First, if the high end of the buffer equals 1Mb, the actual available high end of the buffer should be adjusted to 640Kb because it is occupied by video memory and BIOS from 640Kb-1Mb, otherwise the high end of memory must be greater than 1MB.

// fs/buffer.c
void buffer_init(long buffer_end)
{
	if (buffer_end == 1<<20)
		b = (void *) (640*1024);
	else
		b = (void *) buffer_end;
	...
}

Then buffer_for each buffer Head initializes, sets various flag bits equal to 0, and buffer_ The head is linked into a two-way ring list. The entire cache is divided into 1024 byte buffer blocks, which are the same size as the disk logical blocks on the block device. Buffer header structure is set at the lower end of the buffer, linking the high-end buffer blocks.

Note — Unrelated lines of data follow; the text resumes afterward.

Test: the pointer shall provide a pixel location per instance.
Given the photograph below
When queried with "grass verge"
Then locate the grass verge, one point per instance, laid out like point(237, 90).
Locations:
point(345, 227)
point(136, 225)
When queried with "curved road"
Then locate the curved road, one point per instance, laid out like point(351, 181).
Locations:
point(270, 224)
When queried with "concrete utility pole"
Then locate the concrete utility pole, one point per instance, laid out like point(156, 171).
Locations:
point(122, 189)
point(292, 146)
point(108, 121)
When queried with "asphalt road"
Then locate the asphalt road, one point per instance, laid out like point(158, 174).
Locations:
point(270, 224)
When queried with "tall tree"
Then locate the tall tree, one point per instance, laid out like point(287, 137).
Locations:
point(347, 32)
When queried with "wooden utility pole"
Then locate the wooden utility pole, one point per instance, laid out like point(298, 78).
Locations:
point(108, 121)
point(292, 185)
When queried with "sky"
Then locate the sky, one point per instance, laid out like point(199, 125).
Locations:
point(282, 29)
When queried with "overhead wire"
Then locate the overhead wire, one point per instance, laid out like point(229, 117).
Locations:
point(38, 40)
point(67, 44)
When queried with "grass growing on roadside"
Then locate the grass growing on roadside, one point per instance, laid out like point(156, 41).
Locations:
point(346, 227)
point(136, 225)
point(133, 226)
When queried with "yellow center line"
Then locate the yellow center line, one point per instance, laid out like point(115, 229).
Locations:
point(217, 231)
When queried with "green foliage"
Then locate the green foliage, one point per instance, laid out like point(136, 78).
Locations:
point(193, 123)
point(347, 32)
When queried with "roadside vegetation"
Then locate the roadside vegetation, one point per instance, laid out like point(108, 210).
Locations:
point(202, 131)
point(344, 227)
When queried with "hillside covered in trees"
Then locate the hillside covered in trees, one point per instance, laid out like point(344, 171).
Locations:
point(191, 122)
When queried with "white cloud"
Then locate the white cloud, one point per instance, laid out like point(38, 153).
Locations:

The picture below is good, referring to a complete analysis of the Linux kernel from Zhao Liang

while ( (b -= BLOCK_SIZE) >= ((void *) (h+1)) ) {
		h->b_dev = 0;
		h->b_dirt = 0;
		h->b_count = 0;
		h->b_lock = 0;
		h->b_uptodate = 0;
		h->b_wait = NULL;
		h->b_next = NULL;
		h->b_prev = NULL;
		h->b_data = (char *) b;
		h->b_prev_free = h-1;
		h->b_next_free = h+1;
		h++;
		NR_BUFFERS++;
		if (b == (void *) 0x100000)
			b = (void *) 0xA0000;
	}
	h--;
	free_list = start_buffer;
	free_list->b_prev_free = h;
	h->b_next_free = free_list;

Finally, the hash table control array is initialized to NULL. Hash_ There are 307 tables.

for (i=0;i<NR_HASH;i++)
		hash_table[i]=NULL;

hd_init()
Hard disk initialization.
floppy_init()
Floppy disk initialization.

Finally, turn on the interrupt, and then switch from the kernel state to the user state.

	sti();
	move_to_user_mode();

At this point, Linux will enter the most difficult part, process 0 will fork process 1 and switch to process 1 for execution, which will be explained in another article.

There are some wrong places to welcome criticism and correction!

References:
[1] New Design Team. Art of Linux Kernel Design [M]. Beijing: Machine Industry Press, 2014.
[2] Zhao Liang. Full analysis of Linux kernel [M]. Beijing: Machinery Industry Press, 2008.